Tuesday, August 30, 2011

Textbooks, Theology, and the Last Days of Summer

Mia and I hung out together on the front porch for a while this afternoon. Quiet. Warm. Peaceful. I was reading a textbook. She asked me to read it out loud. So we learned about tissue damage and healing and the possible negative systemic effects of different types of burns. And we played with play mobile.  

I can get so sidetracked on the internet reading theology blogs. This is my recent favorite. Here's a part of Tullian's recent interview with Mike Horton that pushes me to think. In my next life I want to come back as a theologian. This stuff is so cool. (Did you get it? The joke about reincarnation and being a theologian? It really was just a joke.)

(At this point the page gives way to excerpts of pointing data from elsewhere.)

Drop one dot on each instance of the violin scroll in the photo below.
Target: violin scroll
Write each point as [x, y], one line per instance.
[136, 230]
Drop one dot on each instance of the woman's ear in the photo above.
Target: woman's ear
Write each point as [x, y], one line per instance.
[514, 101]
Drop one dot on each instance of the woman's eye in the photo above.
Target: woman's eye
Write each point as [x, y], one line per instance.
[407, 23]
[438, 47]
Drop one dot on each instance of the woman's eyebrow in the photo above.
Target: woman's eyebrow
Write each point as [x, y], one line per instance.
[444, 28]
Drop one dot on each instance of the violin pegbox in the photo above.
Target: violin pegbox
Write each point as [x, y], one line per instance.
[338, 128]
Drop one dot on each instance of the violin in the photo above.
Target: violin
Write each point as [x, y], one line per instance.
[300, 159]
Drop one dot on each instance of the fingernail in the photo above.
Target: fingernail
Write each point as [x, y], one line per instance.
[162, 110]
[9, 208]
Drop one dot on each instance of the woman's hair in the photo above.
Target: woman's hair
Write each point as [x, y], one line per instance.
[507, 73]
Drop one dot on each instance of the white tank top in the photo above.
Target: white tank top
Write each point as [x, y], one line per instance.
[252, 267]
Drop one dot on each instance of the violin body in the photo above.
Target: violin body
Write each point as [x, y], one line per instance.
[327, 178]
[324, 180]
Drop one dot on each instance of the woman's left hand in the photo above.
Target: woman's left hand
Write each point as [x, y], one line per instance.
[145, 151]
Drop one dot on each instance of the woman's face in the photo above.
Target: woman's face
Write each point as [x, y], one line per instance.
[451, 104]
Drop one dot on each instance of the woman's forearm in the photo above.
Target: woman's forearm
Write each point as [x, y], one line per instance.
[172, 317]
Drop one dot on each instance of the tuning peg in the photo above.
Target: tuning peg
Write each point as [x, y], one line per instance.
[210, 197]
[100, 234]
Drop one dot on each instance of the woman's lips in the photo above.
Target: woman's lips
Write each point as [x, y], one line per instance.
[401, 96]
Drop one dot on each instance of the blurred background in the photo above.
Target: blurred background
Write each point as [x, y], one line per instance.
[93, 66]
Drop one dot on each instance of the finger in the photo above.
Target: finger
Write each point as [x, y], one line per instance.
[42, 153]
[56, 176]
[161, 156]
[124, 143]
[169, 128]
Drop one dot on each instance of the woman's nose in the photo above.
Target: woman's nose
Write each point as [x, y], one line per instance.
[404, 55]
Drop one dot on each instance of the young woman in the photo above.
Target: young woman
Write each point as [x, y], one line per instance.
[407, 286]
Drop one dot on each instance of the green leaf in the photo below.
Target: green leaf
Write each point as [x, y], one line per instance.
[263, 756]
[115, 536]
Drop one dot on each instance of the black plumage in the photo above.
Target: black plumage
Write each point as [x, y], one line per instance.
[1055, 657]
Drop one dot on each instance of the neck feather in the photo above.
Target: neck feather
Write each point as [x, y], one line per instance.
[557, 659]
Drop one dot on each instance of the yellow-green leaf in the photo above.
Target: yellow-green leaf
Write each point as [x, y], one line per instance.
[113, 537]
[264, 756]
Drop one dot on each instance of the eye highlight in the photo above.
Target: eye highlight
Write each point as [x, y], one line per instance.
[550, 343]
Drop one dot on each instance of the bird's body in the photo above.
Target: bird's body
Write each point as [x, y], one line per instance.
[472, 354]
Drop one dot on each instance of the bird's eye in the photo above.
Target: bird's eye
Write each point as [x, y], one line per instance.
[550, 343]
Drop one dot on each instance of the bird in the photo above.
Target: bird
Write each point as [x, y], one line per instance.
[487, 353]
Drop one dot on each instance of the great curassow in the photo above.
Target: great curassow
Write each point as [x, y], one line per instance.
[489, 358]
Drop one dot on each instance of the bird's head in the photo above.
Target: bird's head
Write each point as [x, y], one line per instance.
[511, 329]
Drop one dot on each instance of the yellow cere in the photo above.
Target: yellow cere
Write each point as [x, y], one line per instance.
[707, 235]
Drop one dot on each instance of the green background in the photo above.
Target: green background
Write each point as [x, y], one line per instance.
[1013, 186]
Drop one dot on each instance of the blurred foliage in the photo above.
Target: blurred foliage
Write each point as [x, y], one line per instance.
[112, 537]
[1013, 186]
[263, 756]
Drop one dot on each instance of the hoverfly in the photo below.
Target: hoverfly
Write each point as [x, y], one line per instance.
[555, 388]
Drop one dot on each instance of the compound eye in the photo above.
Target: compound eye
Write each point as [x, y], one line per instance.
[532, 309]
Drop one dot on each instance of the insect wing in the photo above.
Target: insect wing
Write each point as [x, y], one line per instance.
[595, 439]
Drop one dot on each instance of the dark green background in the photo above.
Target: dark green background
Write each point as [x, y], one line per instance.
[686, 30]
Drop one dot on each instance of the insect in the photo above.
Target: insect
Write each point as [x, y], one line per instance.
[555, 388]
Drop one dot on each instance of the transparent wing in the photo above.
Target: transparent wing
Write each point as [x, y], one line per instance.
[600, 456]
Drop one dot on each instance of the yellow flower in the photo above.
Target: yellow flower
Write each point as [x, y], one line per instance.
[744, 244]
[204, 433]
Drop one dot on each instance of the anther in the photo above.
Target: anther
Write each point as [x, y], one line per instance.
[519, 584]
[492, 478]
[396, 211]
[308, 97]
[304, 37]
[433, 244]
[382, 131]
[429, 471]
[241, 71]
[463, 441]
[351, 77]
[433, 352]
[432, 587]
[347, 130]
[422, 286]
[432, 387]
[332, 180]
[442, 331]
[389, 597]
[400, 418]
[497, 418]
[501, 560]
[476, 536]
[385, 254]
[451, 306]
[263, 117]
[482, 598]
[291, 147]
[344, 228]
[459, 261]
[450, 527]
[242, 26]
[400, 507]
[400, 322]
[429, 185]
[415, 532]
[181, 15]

Law is everything in the Scriptures that commands and gospel is everything in the Scriptures that promises God’s favor in Christ. If we confuse these, we’ll weaken the law, lowering the bar to something that we can (or think we can) actually clear, and we’ll make the gospel anything but good news.
The Triune God directs us by his law, but delivers us by his gospel. This distinction was not only crucial to Luther and Lutheranism but to Calvin and Calvinism. The gospel is never an exhortation for us to do something, but an announcement of something that God has done for us.  We are called to obey the gospel—that is, to embrace it, but the gospel itself is the good news about what God has done for us in Christ.  Beza said that “confusion of law and gospel is one of the principal sources of the corruptions in the church.”  Ursinus, primary author of the Heidelberg Catechism, said the same. So did the great Elizabethan Puritan William Perkins, as well as John Owen, Charles Spurgeon, and Charles Hodge.  On and on we could go. So when some say that that this is merely a Lutheran distinctive, it is ill-informed. It’s routine in our standard theological works and, as I said, it’s woven deeply throughout our whole Reformed system in the covenant of works-grace scheme.
It’s easy to see when law and gospel are being confused when Rome says, “Do penance and you will be saved,” or Charles Finney says, “Perfect obedience to the law is the necessary condition of present justification.”  It’s more difficult to recognize that the gentle, affirming, smiling stream of exhortations and life coaching in our day is also a form of law (not necessarily biblical) that is often presented as if it were the gospel.